Experimental Results
[0037] The popular ensemble learning method Random Forest (RF) is used for creating the learning models and classification. The number of decision trees in the forest for generating the models is optimized during training. All the results in this disclosure are reported using 5-fold cross validation technique. The performance is evaluated in terms of three metrics 1) Sensitivity (Se) 2) Specificity (Sp) and M Acc = (Se + Sp) = 2. All unsure predictions, obtained in method 5 are marked as correct in the scoring system, if the ground truth signal quality is poor and incorrect otherwise.
[0038] Table 1 shows a comparative analysis among all the five methodologies explored in this paper. For all the cases, the performance metrics are reported in terms of their mean (mean) and standard deviation (std) values obtained across all folds of the 5-fold cross validation technique. It can be concluded that overall performance (MAcc) of the first three methodologies is quite similar. However, due to training on a balanced dataset, method 1 and 3 generates more unbiased classifiers, resulting in sensitivity and specificity scores close to each other.

[0039] Method 4 shows a significant improvement in meanMAcc over the first three methods owing to very high sensitivity. However, the overall classification score is fairly unstable as evident in high standard deviation values across all matrices.
[0040] A high value of sensitivity and specificity can simultaneously be achieved in method 5. In spite of being trained on an unbalanced dataset, addition of new features for identifying the noisy recordings is found to improve the accuracy significantly over the other methods. A possible reason may be, treating the noisy recordings as a separate class, reduces the anomaly in both normal and abnormal classes, thereby improving the overall training.

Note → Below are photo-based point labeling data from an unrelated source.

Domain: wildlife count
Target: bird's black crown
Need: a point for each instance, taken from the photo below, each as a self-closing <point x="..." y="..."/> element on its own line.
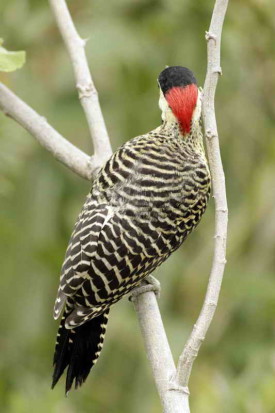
<point x="175" y="76"/>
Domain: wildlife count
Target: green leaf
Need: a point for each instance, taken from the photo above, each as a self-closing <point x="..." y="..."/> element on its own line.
<point x="10" y="61"/>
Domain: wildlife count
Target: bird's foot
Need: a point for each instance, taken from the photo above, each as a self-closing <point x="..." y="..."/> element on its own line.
<point x="149" y="283"/>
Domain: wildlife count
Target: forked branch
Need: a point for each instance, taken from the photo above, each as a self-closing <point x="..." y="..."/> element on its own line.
<point x="172" y="384"/>
<point x="213" y="37"/>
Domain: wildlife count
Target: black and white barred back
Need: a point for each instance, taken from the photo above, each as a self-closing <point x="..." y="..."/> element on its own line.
<point x="144" y="202"/>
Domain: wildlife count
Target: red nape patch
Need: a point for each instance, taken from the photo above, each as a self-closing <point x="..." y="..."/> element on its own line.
<point x="182" y="101"/>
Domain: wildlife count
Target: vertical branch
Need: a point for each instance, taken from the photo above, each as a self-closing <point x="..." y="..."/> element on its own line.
<point x="84" y="83"/>
<point x="200" y="329"/>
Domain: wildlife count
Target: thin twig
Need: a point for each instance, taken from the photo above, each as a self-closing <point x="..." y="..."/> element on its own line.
<point x="46" y="135"/>
<point x="86" y="89"/>
<point x="213" y="37"/>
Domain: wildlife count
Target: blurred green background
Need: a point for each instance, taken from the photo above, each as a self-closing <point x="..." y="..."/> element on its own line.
<point x="130" y="42"/>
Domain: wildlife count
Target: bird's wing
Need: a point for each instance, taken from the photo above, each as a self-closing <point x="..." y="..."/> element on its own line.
<point x="127" y="251"/>
<point x="81" y="248"/>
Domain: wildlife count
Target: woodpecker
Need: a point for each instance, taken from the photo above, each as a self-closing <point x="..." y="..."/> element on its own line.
<point x="144" y="202"/>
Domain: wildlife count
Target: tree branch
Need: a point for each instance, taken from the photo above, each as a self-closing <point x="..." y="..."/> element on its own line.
<point x="200" y="329"/>
<point x="46" y="135"/>
<point x="86" y="89"/>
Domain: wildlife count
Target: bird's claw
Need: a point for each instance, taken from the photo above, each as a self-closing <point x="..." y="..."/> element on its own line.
<point x="150" y="283"/>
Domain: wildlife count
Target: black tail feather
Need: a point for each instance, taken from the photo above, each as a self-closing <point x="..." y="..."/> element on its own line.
<point x="79" y="349"/>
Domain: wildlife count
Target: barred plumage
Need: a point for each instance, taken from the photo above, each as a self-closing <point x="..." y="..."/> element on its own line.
<point x="144" y="202"/>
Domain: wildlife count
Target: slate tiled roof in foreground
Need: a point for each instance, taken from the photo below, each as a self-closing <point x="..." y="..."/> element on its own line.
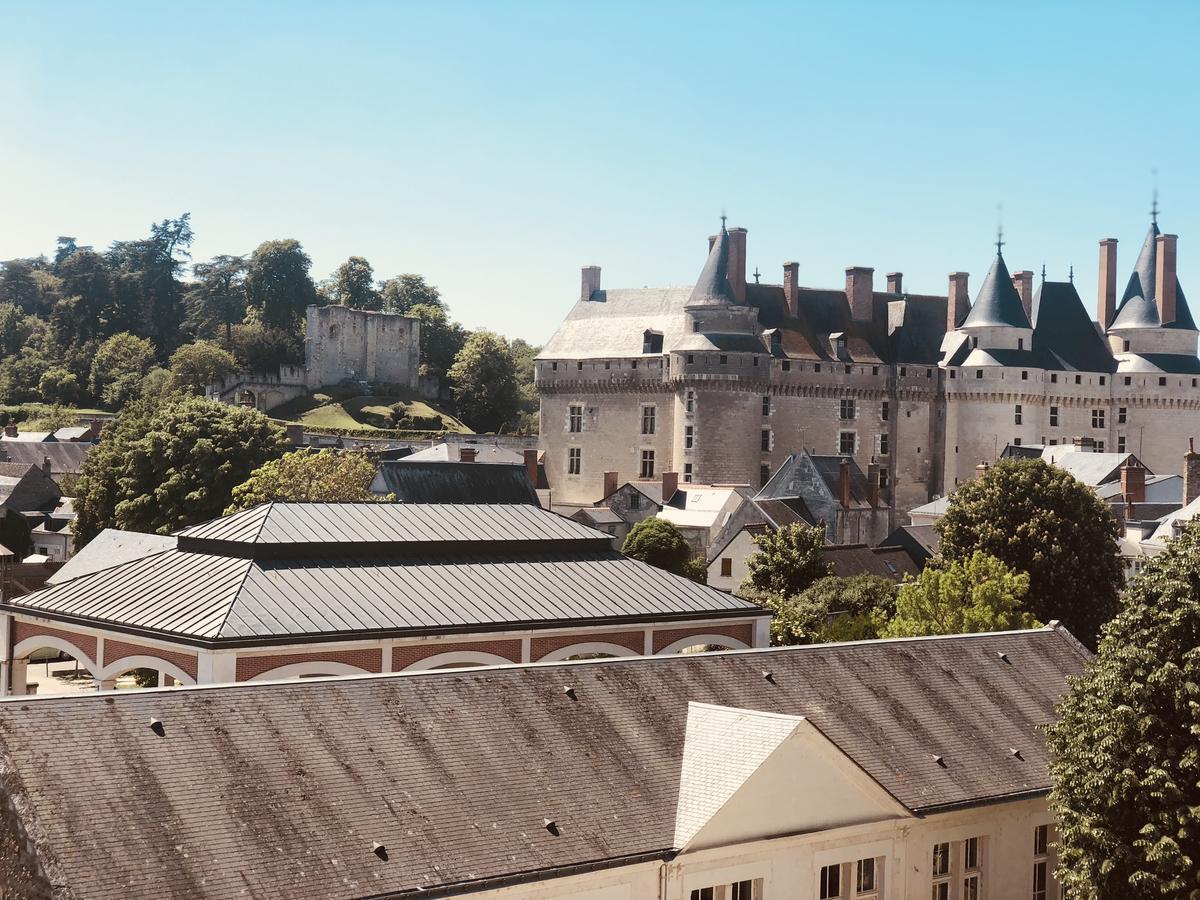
<point x="281" y="790"/>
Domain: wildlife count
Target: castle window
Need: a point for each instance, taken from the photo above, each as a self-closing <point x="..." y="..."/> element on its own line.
<point x="647" y="463"/>
<point x="648" y="415"/>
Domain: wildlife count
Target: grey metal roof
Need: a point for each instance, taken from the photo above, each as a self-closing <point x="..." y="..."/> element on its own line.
<point x="226" y="595"/>
<point x="389" y="523"/>
<point x="281" y="790"/>
<point x="997" y="301"/>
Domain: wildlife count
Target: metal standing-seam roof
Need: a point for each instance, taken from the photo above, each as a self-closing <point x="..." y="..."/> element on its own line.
<point x="285" y="789"/>
<point x="514" y="565"/>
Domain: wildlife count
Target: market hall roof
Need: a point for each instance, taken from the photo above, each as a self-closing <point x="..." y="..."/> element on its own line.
<point x="321" y="571"/>
<point x="287" y="789"/>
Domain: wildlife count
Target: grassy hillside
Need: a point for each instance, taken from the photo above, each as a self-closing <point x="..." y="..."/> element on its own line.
<point x="341" y="411"/>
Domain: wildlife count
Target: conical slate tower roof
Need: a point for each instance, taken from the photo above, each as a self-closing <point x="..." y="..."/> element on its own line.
<point x="713" y="286"/>
<point x="997" y="304"/>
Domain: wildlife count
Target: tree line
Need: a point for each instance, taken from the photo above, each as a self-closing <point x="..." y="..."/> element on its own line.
<point x="100" y="328"/>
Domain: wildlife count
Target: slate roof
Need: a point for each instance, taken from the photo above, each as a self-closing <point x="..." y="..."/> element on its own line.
<point x="997" y="301"/>
<point x="328" y="571"/>
<point x="455" y="483"/>
<point x="281" y="790"/>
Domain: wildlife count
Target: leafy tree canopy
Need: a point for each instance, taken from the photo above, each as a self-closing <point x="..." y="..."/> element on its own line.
<point x="960" y="598"/>
<point x="786" y="562"/>
<point x="163" y="467"/>
<point x="1126" y="766"/>
<point x="323" y="477"/>
<point x="1039" y="520"/>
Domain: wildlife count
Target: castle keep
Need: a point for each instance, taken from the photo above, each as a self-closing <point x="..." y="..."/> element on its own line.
<point x="723" y="381"/>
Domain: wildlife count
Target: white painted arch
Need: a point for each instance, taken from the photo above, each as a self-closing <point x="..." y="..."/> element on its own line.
<point x="575" y="649"/>
<point x="730" y="643"/>
<point x="39" y="641"/>
<point x="159" y="665"/>
<point x="307" y="670"/>
<point x="459" y="658"/>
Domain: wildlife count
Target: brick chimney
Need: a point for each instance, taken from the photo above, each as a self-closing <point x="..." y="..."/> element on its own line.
<point x="844" y="483"/>
<point x="958" y="301"/>
<point x="591" y="282"/>
<point x="859" y="292"/>
<point x="610" y="484"/>
<point x="873" y="483"/>
<point x="1191" y="474"/>
<point x="792" y="287"/>
<point x="1133" y="481"/>
<point x="670" y="485"/>
<point x="1107" y="294"/>
<point x="531" y="457"/>
<point x="1024" y="283"/>
<point x="1164" y="277"/>
<point x="736" y="273"/>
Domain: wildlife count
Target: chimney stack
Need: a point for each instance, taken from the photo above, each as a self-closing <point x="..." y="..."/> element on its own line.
<point x="1164" y="277"/>
<point x="844" y="483"/>
<point x="531" y="457"/>
<point x="958" y="301"/>
<point x="736" y="271"/>
<point x="1133" y="481"/>
<point x="591" y="282"/>
<point x="670" y="485"/>
<point x="861" y="292"/>
<point x="1191" y="474"/>
<point x="792" y="287"/>
<point x="1107" y="295"/>
<point x="1024" y="283"/>
<point x="610" y="484"/>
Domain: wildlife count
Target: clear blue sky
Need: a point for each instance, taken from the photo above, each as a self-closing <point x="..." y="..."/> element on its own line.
<point x="496" y="148"/>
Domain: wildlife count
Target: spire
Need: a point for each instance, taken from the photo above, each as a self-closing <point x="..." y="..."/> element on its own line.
<point x="713" y="286"/>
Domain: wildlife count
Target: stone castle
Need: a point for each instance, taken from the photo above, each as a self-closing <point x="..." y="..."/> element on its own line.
<point x="724" y="379"/>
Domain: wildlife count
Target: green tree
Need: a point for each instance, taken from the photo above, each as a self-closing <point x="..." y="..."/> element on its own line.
<point x="658" y="543"/>
<point x="1126" y="762"/>
<point x="197" y="365"/>
<point x="279" y="285"/>
<point x="324" y="477"/>
<point x="118" y="369"/>
<point x="163" y="467"/>
<point x="405" y="292"/>
<point x="786" y="562"/>
<point x="485" y="384"/>
<point x="1039" y="520"/>
<point x="961" y="597"/>
<point x="353" y="285"/>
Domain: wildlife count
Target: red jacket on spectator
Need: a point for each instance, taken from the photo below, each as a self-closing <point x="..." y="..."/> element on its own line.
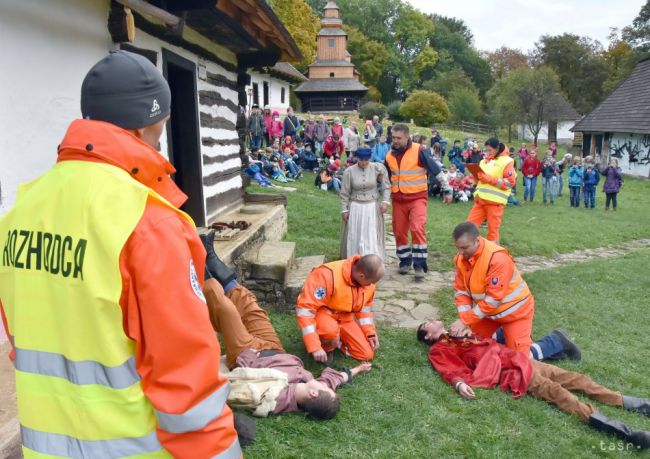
<point x="532" y="166"/>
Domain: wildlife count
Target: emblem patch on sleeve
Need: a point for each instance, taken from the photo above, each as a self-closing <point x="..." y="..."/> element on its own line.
<point x="194" y="282"/>
<point x="320" y="293"/>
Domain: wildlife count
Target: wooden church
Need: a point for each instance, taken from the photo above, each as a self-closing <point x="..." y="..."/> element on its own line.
<point x="333" y="84"/>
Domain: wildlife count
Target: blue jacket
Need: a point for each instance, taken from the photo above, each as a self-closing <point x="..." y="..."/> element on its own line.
<point x="591" y="177"/>
<point x="576" y="173"/>
<point x="379" y="152"/>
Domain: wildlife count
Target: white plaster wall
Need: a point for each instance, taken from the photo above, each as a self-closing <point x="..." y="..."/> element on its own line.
<point x="564" y="135"/>
<point x="631" y="146"/>
<point x="46" y="51"/>
<point x="275" y="92"/>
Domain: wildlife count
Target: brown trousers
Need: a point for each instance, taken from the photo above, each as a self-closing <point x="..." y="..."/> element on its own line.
<point x="553" y="384"/>
<point x="240" y="321"/>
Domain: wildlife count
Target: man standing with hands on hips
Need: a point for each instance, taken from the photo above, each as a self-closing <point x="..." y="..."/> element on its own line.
<point x="408" y="164"/>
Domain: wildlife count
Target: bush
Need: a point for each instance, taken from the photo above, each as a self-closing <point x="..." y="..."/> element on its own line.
<point x="393" y="111"/>
<point x="465" y="105"/>
<point x="425" y="108"/>
<point x="370" y="109"/>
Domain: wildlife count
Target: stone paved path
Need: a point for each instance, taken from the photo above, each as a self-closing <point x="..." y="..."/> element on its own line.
<point x="402" y="302"/>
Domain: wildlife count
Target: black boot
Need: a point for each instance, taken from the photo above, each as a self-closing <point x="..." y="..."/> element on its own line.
<point x="637" y="404"/>
<point x="571" y="350"/>
<point x="213" y="263"/>
<point x="638" y="438"/>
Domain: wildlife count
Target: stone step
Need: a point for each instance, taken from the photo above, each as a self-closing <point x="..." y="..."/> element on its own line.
<point x="271" y="261"/>
<point x="297" y="276"/>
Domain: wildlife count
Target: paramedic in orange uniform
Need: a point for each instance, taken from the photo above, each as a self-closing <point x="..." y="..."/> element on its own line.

[0041] In the present disclosure, sensitivity measures the fraction of abnormal heart sounds out of all the test cases, getting correctly detected by the classifier. Specificity on the other hand, measures the fraction of normal heart sounds that are being correctly identified. Since, the present embodiment is dealing with a screening system, a high value of sensitivity is always required to ensure that most of the abnormal heart sound gets detected by the system. Thus, in spite of a lesser accuracy compared to method 5, method 4 is the expected to come out to be ta suitable method for developing a screening system due to its mean sensitivity score 0.9. However, if both sensitivity and specificity are equally important, method 5 comes out to be the most optimum approach.
[0042] The written description describes the subject matter herein to enable any person skilled in the art to make and use the embodiments. The scope of the subject matter embodiments is defined by the claims and may include other modifications that occur to those skilled in the art. Such other modifications are intended to be within the scope of the claims if they have similar elements that do not differ from the literal language of the claims or if they include equivalent elements with insubstantial differences from the literal language of the claims.
[0043] The embodiments of present disclosure herein addresses unresolved problem of noise in PCG, variation in signal quality, sensor quality etc. for identifying heart diseases using PCG signal. The embodiment, thus provides a system and method for classifying heart disease in a person using phonocardiogram (PCG) signal of the person.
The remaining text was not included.